Как я и предчувствовал, эта единственная саранча была только лазутчиком. Вслед за нею тлеющее облако пожирает солнце вместе с его побочными детьми — тенями. Голубой огромный летний день рассыпается в прах, как при солнечном затмении. Полчища саранчи нападают на деревья, на надгробья, я слышу, как они гложут в голодном неистовстве. Воздух зноен. Едва продохнуть. Как долго, Отче мой, будет длиться здесь эта война между Гогом и Магогом?[25] Но я слышу, как во мне кто-то шепчет, что времени на кладбище не существует. Только глупые дети человеческие по другую сторону предела тешат и обманывают себя часиками. До них вовсе не доходит, что внутри часов, в пружинках, спрятан Ангел смерти и из минуты в минуту режет их ножеподобными стрелками: тик-так, хик-хек…
Я даже даю себя увлечь невероятной мыслью, что, будь я королем этого государства, я издал бы указ выбросить в море все часы в стране вместе с Ангелами смерти. И тут, при этих думах, саранча вздымается с кладбища, точно пыльная буря в пустыне Цин, и летний день проясняет своей сапфирной голубизной, что все происходившее здесь только что — не более как игра фантазии.
Лишь где-то вдали, на западе, на шее горизонта, еще можно обнаружить след воображения, его тонкую царапинку.

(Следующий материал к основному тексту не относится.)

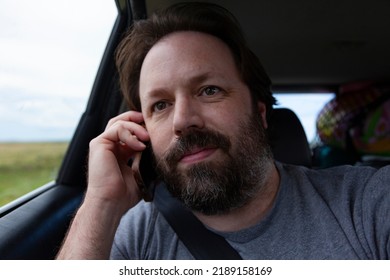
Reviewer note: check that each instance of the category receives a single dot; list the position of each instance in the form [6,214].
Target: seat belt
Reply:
[202,243]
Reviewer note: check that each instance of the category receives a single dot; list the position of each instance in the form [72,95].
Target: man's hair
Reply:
[200,17]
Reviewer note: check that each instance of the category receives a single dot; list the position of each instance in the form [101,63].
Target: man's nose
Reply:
[187,115]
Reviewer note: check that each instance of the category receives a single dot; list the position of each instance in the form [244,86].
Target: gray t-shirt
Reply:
[336,213]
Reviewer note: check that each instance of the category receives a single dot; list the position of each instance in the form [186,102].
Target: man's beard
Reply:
[217,187]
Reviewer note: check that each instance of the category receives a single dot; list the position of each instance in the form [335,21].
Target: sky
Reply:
[49,55]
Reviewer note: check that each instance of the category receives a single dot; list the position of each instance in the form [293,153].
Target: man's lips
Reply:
[197,154]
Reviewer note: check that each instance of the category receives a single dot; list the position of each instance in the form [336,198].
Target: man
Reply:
[202,99]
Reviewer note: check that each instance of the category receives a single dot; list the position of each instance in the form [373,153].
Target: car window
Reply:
[49,56]
[306,106]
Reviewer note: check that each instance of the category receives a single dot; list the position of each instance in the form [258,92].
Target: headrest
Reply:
[288,138]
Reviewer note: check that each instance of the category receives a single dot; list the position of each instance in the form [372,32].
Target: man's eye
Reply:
[159,106]
[211,90]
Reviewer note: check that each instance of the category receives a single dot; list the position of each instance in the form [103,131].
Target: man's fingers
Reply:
[130,116]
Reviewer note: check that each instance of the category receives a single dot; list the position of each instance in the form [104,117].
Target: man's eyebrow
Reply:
[196,79]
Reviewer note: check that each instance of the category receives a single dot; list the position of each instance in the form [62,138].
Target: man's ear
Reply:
[263,112]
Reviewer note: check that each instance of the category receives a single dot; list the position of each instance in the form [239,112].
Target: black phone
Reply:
[144,168]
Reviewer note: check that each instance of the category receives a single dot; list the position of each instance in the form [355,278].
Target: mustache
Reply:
[196,138]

Где реб Юлиш? Где могильщики? А где им быть? Они здесь. Время говорить, и время молчать. Время голодать, и время есть. Вот они и сидят на свежем земляном холмике и закусывают. Кто обдирает селедку, а кто хлебает из кринки простоквашу. Тем временем к ним присоединяются две еврейки. Обе в белых халатах и в белых, скрывающих волосы кепках — до самых бровей. Халаты унизаны иголками. В некоторых болтаются белые нитки, точно червячки. Это хозяйки домика для обмываний.
Саранча, видимо, кое-чему меня научила. Я становлюсь озорным, дерзким. Подступаю к реб Юлишу — и прямо к сути:
— Господин еврей, против кого вы бастуете?
Мой вопрос ошеломляет его:
— Что значит — против кого? Интеллигентный человек, и такое спрашивает?
— Кто вам сказал, что я интеллигентный человек? В таких делах я как раз невежда. Меня просто снедает любопытство: против кого бастуют евреи на кладбище?
Ресницы его становятся колючими. Сперва он колет ими людей с лопатами, и их молчаливое согласие утверждает его в мысли о близкой победе:
— Видимо, новый оле. Прибыл из страны, где нельзя бастовать. Жаль его.
Я возмущаюсь. Еще миг, и наши носы сталкиваются:
— Как раз не новый, и не увертывайтесь от ответа: против кого вы бастуете? Против смерти или против жизни? Если бы мы все бастовали против смерти, жизнь выглядела бы иначе. И еще один вопрос: человек ведь не более как человек, и может случиться, не приведи Господь, что у вас вдруг защемит под сердцем, и, как говорится, нет шляпника. Кто вас тогда похоронит?
Среди людей с лопатами возникает движение. Такого вопроса, по-видимому, никто не ждал. Один из могильщиков выплевывает селедочную голову. Другой не жалеет простоквашу и отшвыривает ее вместе с кринкой. Обе женщины из домика для обмываний принимаются вопить, как если бы они раздирали полотно[26]. Капающие из их глаз слезы подобны иголкам, воткнутым в халаты. А что касается реб Юлиша, так его всполошило в конце концов мое выражение «нет шляпника», потому что он приподнимает свою шляпу с широкими полями, обнюхивает ее снаружи и внутри, и я чувствую, как он боится надеть ее снова на ермолку.